Thermometer

The sounds of nature are dominated by different animals as the growing season progresses.  Here’s a list of who “sounds off” in western Pennsylvania:

  • March and early April: Frogs
  • April, May, early June: Birds
  • mid-June, July, August: Insects

I don’t have to tell you the insects are loud right now, especially cicadas and katydids.

Crickets start and end the “bug noise” season with a chorus in mid June that continues right up to the first frost.  Until it freezes crickets don’t seem to care what temperature it is.  They just chirp faster in the heat, slower in the cold.

Did you know you can use a cricket’s chirp like an audio thermometer?  Count the number of chirps of a lone cricket for 15 seconds, then add 37.  Ta dah!  That’s the approximate temperature in Fahrenheit.

I’ve found this formula works well on a chilly September evening because the cricket chirps are distinct and slow but it failed my test this morning.  It’s not 84 degrees. Did I miscount?

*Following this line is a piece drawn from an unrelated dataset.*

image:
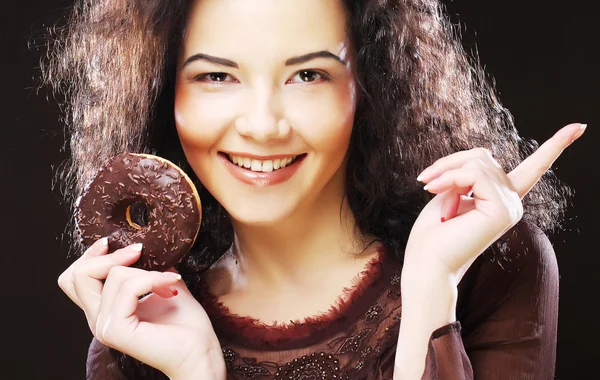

Meanwhile, we aren’t the only ones listening to the chirps.  Female crickets are listening, too.  The males whose chirps are most attractive will be their mates.

Click here to listen to fall field crickets (Gryllus pennsylvanicus) at the Songs of Insects.

 

(drawing of a female common black cricket, Gryllus assimlis, by R.E.Snodgrass of USDA from Wikimedia Commons; click on the image to see the original.)

p.s. The cricket in the illustration is female due to her long central “tail,” the ovipositor.